PHP + MYSQL存储URL,应使用哪种列类型和策略

For a webscraper I will store 5 million+ full urls in a table. I will need to check if the url does not exist in the table very often.

What column type and strategy is best for performance?

  • url with varchar and an index.

Or

  • second char column with an hash ( md5?) and check for that.

Or a completely different strategy ?

Second option. If you need to check if url doesn't exist, then a unique constraint on the hash of the URL is optimal method.

md5, even though dated, is ok for your use case as you have ~5 million rows, it's not likely you'd get a collision.

For the column, use BINARY(16). You can store UNHEX(MD5('your url here')); into BINARY(16), having fixed index length.

md5 is 128 bits, you don't need human-readable representation so you can save the "raw" binary which lets you cut the storage requirements in half - hence BINARY(16) instead of BINARY(32).

The maximum width of an index is 767 bytes - but IIRC there is no upper limit on the size of a URL. This is rather long even for a URL. OTOH, the longer the data, the more work the DBMS has to do in order to compare 2 values.

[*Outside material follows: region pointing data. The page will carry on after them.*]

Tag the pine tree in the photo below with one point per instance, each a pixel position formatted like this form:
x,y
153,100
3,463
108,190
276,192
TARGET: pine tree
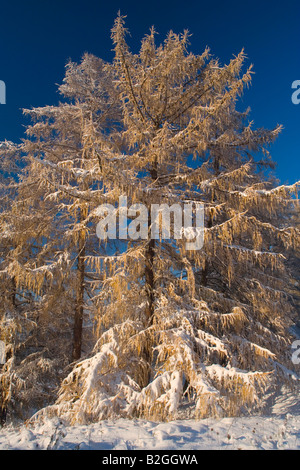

Hence using a hash is probably not required but will enhance performance.

Some mysql engines support an index type of 'hash' which avoids the need to create a new column (but I don't think this is supported on MyISAM and InnoDB). OTOH recent versions of MySQL (and MariaDB, PerconaDB) support "generated" or virtual columns. So you don't need to explicitly set the value for the hash when inserting/updating (but you would need to use table.hashed=MD5('$yourURL') in the WHERE clause to allow the DBMS to use the index.

Personally, if it were me, I'd be concerned about indexing the same page twice under different URLs - particularly where the query changes:

 http://www.example.com/?r=32323

and

 http://www.example.com/?r=51515

might refer to different content or may be the same - I'd also consider keeping a hash of the content.